И встали люди, как один, по его зову, ибо времена вольности не были еще забыты. Страшной была их месть, неумолим гнев. Из замков, сметая ворота, кровь текла потоком, и ни детство, ни седины не охраняли от мщения того, кто посмел посягнуть на древние устои. Казалось, оборвана судьба тех, кто властвовал в Новой Столице.
Но не пожелал этого Вечный, ибо не без воли его был положен конец старым порядкам и в обиде он был на Старых Королей за скупость в жертвах на его алтарь. Перед последним боем бросил он треххвостую молнию с небес и испепелил мятежное воинство. Мужицкого же короля поставили пред ликом императора. И приказал тот, в исступлении, подвергнуть бунтовщика пыткам, а истерзав – казнить такой смертью, чтобы на века запомнилась она.

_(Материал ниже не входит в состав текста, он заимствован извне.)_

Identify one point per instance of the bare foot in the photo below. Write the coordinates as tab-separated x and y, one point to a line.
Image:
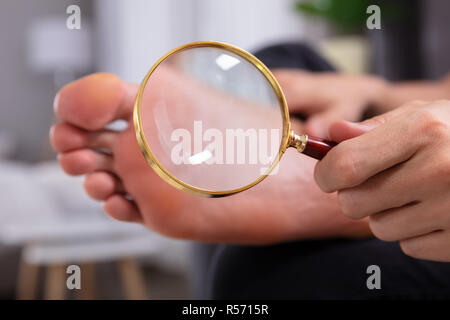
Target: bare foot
285	206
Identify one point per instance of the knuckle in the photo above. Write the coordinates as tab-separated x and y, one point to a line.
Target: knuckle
346	169
430	126
409	249
348	205
441	170
381	230
416	104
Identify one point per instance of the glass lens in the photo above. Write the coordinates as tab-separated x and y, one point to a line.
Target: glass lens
211	119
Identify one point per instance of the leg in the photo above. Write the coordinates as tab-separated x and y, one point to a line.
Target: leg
325	269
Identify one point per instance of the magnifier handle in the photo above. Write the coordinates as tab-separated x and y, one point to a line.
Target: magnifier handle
317	148
314	147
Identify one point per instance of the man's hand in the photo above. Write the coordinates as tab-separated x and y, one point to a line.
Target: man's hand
327	97
395	168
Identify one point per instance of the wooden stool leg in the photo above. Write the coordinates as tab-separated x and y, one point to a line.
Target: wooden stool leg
88	289
27	281
132	279
55	282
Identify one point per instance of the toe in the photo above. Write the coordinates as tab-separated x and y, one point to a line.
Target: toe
102	185
85	161
94	101
120	208
65	137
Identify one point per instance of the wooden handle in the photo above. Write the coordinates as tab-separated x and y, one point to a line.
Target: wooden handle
317	148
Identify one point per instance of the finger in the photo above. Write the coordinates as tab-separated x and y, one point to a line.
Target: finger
95	100
405	222
85	161
102	185
319	123
65	137
120	208
386	190
433	246
343	130
355	160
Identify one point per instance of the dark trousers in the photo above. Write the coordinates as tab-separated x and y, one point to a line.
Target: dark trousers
316	269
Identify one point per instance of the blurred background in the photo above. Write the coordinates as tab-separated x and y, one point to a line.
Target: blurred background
46	221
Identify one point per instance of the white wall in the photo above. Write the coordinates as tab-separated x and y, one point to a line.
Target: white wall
132	35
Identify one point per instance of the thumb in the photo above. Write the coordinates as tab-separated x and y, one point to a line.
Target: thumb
344	130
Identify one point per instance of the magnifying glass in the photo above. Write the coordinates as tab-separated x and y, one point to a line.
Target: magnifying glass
212	120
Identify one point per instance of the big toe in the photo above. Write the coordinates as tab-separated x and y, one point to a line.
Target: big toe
94	101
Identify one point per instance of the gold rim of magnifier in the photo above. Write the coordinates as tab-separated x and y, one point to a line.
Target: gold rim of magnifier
158	167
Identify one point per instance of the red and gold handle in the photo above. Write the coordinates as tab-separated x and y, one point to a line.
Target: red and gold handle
314	147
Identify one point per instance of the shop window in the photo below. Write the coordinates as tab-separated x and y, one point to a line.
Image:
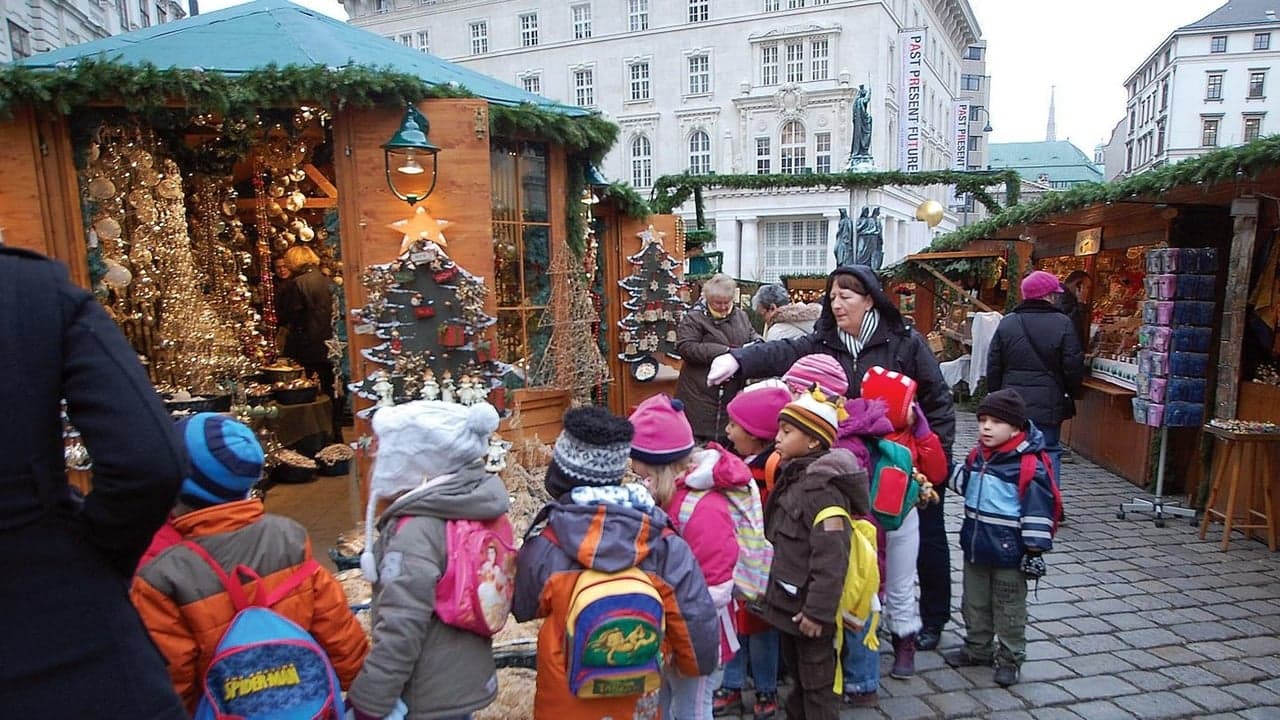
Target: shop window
699	10
822	151
1252	127
763	156
1208	132
529	30
641	162
1214	87
581	21
769	65
794	247
521	236
479	37
792	147
1257	83
699	153
639	78
638	14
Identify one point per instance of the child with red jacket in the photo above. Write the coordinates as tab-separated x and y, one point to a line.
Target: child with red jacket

Но воззвали к Вечному Четверо Светлых:
– О Всесущий, явив грозу, яви и справедливость! Без воли твоей не одолели бы смертные мятежника. Твой он пленник, не их. Сам реши его судьбу: хочешь – убей, хочешь – помилуй…
Вечный же, услышав это, отнял бунтаря у земного владыки и, призвав к себе, спросил:
– Знаю, зачем пришел к людям. Престол отцов возжелал поднять вновь из тлена. Спрошу иное: почему позволил низшим топтать высших, в крови их купаться?
И ответил Вечному побежденный:
– Средь простых скрываясь, набирая года, видел я их жизнь. Нет в ней правды, ибо не должен, человек жить, подобно скоту; и смерти ждать, как блага, дабы после нее лишь попасть в Царство Солнца!
Дерзки были слова. Бестрепетен взгляд.
Разгневался Вечный.
И присудил.
Не на господ поднял ты руку, ничтожный, но на меня, замыслив поставить на греховной земле Светлое Царство. Потому караю тебя страшнее, чем смог бы покарать император, кровный враг твои. Ездить тебе отныне но свету бессмертным и неприкаянным, скорбящим и бессловесным, видеть горе и слезы тех, кого тщился оборонить, но быть не в силах вмешаться.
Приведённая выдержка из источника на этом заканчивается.